小説「ルビンの壺が割れた」が面白いけど気持ち悪い

小説「ルビンの壺が割れた」を読みました。
どんな展開になるのかと思いきや・・・・楽しめました。

ルビンの壺が割れた

小説「ルビンの壺が割れた」を読みました。
ルビンの壺は多義図形です。見方によって壺に見えたり人の顔に見えたりするあれです。
一度は見たことがあるでしょう。

「ルビンの壺が割れた」の表紙を見れば「あの図か」とわかるでしょうね。

著者の宿野かほるは聞いたことがなく、タイトルに惹かれたこともあり読んでみました。

新しい形

ルビンの壺が割れたは最初から最後まで二人のFacebookのメッセージのやり取りが続きます。
Facebookのやり取りを読まされているのです。

「突然のメッセージで驚かれたことと思います。失礼をお許しください」
――送信した相手は、かつての恋人。フェイスブックで偶然発見した女性は、大学の演劇部で出会い、二十八年前、結婚を約束した人だった。やがて二人の間でぎこちないやりとりがはじまるが、それは徐々に変容を見せ始め……。

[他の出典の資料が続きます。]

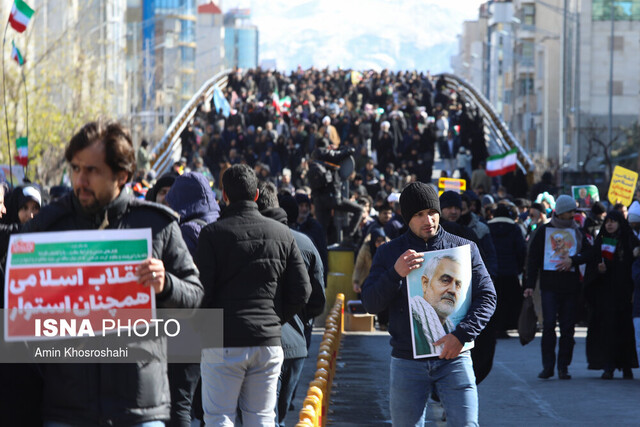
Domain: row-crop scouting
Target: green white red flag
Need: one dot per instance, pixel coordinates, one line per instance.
(608, 247)
(16, 55)
(20, 16)
(280, 105)
(22, 144)
(502, 163)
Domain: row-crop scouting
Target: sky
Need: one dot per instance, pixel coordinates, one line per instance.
(359, 34)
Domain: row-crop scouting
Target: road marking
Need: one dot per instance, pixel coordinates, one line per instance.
(531, 394)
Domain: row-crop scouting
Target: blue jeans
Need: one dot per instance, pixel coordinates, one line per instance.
(287, 383)
(244, 378)
(412, 382)
(562, 307)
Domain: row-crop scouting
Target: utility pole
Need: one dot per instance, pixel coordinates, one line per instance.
(613, 17)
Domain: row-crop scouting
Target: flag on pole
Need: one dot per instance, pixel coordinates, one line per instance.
(608, 247)
(500, 164)
(221, 102)
(20, 16)
(356, 77)
(16, 55)
(275, 101)
(22, 146)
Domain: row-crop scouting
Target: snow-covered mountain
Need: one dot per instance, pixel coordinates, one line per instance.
(359, 34)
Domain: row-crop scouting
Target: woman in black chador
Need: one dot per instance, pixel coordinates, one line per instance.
(609, 290)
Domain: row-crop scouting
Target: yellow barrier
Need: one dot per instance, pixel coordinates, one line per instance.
(316, 404)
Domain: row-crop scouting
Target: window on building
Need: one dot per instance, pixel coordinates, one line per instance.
(617, 87)
(618, 43)
(529, 14)
(160, 115)
(525, 86)
(624, 10)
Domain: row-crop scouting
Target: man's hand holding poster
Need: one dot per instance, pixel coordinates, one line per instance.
(439, 295)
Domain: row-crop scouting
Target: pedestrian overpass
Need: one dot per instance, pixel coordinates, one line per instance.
(498, 137)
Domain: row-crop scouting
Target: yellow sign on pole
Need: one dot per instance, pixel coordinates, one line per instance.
(623, 185)
(453, 184)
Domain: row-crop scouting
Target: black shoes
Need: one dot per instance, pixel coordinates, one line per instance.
(607, 375)
(563, 374)
(545, 374)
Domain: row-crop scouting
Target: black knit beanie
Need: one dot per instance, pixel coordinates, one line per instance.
(417, 197)
(450, 199)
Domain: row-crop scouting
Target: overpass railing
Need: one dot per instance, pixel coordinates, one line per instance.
(497, 134)
(169, 149)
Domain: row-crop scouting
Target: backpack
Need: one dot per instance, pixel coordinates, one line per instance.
(319, 176)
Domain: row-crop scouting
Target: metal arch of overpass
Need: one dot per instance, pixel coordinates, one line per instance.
(498, 137)
(169, 149)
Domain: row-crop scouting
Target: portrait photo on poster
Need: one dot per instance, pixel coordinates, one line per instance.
(439, 295)
(559, 243)
(585, 195)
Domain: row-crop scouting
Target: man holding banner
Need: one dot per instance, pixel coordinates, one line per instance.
(451, 373)
(102, 161)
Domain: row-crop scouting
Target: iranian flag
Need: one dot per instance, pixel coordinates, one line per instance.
(23, 151)
(608, 247)
(16, 55)
(20, 16)
(285, 103)
(502, 163)
(280, 105)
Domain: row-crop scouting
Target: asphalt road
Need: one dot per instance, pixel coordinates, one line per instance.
(511, 395)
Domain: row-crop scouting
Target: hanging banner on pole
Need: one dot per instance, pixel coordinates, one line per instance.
(622, 186)
(451, 184)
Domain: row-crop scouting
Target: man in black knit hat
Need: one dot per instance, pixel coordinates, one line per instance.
(451, 374)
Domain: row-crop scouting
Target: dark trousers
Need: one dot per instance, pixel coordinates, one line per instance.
(183, 378)
(287, 383)
(325, 203)
(560, 307)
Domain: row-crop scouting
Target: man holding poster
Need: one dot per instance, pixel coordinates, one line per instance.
(391, 285)
(102, 161)
(555, 252)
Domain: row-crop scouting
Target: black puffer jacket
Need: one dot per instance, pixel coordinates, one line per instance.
(120, 394)
(294, 344)
(251, 267)
(551, 280)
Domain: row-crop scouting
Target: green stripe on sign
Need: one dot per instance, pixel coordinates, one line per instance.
(83, 252)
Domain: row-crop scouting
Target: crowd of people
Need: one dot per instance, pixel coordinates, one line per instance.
(334, 157)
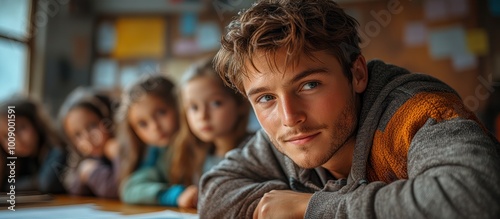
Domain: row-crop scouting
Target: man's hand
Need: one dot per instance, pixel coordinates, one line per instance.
(282, 204)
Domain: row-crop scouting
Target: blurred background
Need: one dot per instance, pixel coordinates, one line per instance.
(49, 47)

Facebookで昔の婚約者を発見して思わずメッセージを送った、と。
ありがちな展開ですね。

最初は「昔が懐かしい」といった展開の話なのですが、徐々に雲行きが怪しくなっていきます。
学生時代、演劇を頑張っていた思い出話などをしているのですが所々で「ん?」と思わせる箇所も。。。

最初に「ん?」と感じるのは、結婚式当日に花嫁側が来なかったこと。
そこから30年間音信不通。
30年後にFacebookでたまたま?花嫁を発見してメッセージを送り、といった展開。

いったい何があったのか? がわからないまま話が続きます。

徐々に徐々に話がおかしい方向に向かっていきます。
最初は結婚式当日に式場に現れず姿を消した花嫁が悪いような印象を持ちますが、読み進めていくと様子がおかしくなります。

SNSで偶然再会した男女。ぎこちないやりとりは、徐々に変容を見せ始め……。前代未聞の読書体験を味わえる、衝撃の問題作!

おかしいのは花嫁側ではなく・・・。
なぜ結婚式当日に姿を消したのか、なぜ30年の月日が流れてしまったのか、なぜ連絡をしてきたのか、がわかると気持ち悪さしかありません。

「日本一の大どんでん返し」とありますがちょっと言い過ぎかなと感じます。
確かに最後はビックリしましたが。
大どんでん返しかというと微妙ですが、別の作品も読んでみたいなと感じました。

未読の方はぜひ。

→ ルビンの壺が割れた(新潮文庫)

 

【編集後記】
昨日は雑誌記事の執筆打ち合わせ。
以前単行本でお世話になった編集者さんと。
その後はヨドバシカメラで色々見て回りました。

【イクメン日記】
二人とも学校であった楽しかったこと、嬉しかったこと、嫌なことなど色々話をしてくれます。
話をしてくれるうちはしっかり聞いておきたいですね。
そのうちこちらから聞いても何も言わなくなるでしょうから。。。